Abstracts
Degrees of Logical Competence
MARCELLO D’AGOSTINO University of FerraraIs logical competence a matter of degree? It is uncontroversial that we may be perfectly able to conceive and understand sentences that are logically inconsistent without being able to recognize their inconsistency. And we may well understand a set of sentences without realizing that, taken together, they logically entail some other sentence. It is also commonly assumed that the capability of correctly recognizing inconsistency or logical entailment comes in degrees. How can such degrees of “logical depth” be defined, measured and experimentally texted? While being of crucial importance for the study of human (and non-human) cognition, this issue has been surprisingly neglected in the logical literature.

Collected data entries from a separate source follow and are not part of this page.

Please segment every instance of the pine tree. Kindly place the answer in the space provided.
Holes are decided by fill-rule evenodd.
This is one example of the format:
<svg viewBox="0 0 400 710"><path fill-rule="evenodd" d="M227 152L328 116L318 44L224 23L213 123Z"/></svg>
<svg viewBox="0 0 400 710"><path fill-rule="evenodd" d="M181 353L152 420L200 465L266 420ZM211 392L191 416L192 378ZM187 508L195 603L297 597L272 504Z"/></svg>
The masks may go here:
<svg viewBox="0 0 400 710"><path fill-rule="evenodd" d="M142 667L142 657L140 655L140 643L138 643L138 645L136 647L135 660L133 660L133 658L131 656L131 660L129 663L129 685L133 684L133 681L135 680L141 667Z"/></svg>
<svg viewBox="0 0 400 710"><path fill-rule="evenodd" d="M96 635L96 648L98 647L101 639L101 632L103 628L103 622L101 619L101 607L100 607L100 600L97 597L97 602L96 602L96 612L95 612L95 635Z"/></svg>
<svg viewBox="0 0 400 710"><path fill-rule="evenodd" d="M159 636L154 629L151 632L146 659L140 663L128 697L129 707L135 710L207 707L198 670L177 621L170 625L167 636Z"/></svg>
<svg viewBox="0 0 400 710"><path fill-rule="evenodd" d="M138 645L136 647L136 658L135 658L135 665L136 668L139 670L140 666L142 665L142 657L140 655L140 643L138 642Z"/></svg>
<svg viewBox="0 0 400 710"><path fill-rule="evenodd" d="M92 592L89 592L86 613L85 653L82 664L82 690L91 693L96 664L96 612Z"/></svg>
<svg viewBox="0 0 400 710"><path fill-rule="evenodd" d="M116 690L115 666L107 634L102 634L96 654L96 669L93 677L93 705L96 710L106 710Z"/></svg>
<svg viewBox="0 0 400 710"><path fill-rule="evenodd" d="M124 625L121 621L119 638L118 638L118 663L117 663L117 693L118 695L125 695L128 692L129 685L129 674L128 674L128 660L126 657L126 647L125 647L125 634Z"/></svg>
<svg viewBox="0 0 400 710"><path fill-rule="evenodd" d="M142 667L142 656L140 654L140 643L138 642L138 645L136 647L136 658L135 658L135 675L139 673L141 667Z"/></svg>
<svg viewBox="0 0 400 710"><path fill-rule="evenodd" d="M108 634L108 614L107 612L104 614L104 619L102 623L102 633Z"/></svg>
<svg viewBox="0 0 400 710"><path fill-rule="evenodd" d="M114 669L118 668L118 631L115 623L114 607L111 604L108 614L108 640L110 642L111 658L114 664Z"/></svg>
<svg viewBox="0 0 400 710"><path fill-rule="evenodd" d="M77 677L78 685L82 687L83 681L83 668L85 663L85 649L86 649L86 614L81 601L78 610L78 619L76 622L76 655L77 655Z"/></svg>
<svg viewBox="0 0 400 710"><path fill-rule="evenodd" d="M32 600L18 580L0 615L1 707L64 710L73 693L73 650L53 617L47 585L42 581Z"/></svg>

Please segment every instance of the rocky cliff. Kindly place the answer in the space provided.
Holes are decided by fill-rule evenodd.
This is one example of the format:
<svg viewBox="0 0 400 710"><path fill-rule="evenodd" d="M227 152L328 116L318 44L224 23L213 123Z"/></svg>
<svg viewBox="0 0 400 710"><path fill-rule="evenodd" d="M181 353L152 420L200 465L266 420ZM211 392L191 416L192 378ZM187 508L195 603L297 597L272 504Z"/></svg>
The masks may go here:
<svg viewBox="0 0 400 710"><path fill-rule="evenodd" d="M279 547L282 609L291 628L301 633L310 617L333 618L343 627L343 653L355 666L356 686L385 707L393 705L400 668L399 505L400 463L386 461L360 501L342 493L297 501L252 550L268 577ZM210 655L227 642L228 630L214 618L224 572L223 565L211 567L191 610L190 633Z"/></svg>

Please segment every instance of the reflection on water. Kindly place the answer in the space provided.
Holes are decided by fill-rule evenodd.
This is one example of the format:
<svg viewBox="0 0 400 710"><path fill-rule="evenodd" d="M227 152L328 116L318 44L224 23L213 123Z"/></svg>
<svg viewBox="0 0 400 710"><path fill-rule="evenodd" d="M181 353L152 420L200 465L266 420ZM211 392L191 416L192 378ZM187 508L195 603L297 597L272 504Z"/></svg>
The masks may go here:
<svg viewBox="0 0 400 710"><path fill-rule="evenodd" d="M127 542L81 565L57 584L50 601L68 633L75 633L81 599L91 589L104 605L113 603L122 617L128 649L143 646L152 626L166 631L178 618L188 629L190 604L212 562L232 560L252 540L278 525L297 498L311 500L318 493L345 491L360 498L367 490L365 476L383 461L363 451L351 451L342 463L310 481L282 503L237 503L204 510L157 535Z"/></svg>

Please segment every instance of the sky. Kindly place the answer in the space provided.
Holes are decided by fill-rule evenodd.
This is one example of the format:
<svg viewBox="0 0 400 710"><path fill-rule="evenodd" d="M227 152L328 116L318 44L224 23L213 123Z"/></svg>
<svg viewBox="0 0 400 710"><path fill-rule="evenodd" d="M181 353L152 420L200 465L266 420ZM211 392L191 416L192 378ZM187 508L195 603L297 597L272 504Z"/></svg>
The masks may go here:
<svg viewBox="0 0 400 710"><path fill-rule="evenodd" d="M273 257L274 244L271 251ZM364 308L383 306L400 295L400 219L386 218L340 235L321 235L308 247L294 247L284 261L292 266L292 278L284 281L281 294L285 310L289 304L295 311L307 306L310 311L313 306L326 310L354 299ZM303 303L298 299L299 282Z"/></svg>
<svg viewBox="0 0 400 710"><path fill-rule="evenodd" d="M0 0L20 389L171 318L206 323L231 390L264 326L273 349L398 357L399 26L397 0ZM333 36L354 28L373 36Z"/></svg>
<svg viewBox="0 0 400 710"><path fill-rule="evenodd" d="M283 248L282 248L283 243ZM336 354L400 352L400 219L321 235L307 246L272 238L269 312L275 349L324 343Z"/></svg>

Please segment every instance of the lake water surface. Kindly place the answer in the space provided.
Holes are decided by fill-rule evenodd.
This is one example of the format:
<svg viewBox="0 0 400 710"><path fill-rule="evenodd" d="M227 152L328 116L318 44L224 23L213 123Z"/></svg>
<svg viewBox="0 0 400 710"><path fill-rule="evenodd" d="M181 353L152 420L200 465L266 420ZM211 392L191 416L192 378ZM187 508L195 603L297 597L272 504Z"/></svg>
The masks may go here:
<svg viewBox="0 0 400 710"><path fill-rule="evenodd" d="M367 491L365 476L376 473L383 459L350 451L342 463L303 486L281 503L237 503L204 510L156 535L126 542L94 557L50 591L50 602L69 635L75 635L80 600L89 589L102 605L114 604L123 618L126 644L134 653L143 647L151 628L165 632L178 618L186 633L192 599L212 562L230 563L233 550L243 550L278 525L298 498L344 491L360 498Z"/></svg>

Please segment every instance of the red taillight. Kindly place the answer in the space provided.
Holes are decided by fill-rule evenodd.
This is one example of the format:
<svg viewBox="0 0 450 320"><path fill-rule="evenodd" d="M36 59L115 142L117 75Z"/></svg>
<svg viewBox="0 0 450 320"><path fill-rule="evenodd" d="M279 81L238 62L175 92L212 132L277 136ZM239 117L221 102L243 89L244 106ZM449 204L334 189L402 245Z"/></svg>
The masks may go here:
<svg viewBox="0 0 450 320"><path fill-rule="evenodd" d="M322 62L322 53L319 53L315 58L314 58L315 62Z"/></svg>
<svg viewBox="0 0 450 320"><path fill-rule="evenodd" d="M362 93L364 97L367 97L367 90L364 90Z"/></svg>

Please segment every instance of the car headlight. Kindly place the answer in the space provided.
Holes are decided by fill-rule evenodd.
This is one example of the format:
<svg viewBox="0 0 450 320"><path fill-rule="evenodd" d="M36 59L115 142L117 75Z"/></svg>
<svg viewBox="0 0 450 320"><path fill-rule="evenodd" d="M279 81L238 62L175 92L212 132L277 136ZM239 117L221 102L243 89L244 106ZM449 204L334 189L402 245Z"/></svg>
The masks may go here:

We argue that this situation depends on the fact that most popular logical theories are inadequate to account for natural approximations to the idealized logically omniscient agents they deal with. Indeed, these theories overdefine the meaning of the logical operators to the effect that any agent who fully understands this meaning must, ipso facto, be logically omniscient. This clashes with our intuition and with the known fact that most interesting logical systems are either undecidable or most likely to be intractable. Building on some remarks by W.V.O Quine, we put forward an alternative, more primitive, view of the meaning of the logical operators – that we call “the informational view” – according to which an agent who understands this primitive meaning is committed to correctly recognizing only a minimal (and feasible) subset of classically valid inferences. Deeper valid inferences can be recognized by means of the additional logical capability of manipulating “virtual information”, i.e. information that the agent does not actually possess. The depth at which this additional competence can be recursively used in reasoning, naturally leads to defining degrees of logical depth that can be associated on the one hand to the cognitive effort required to perform a given reasoning task, and on the other to the amount of computational resources that are available to the agent.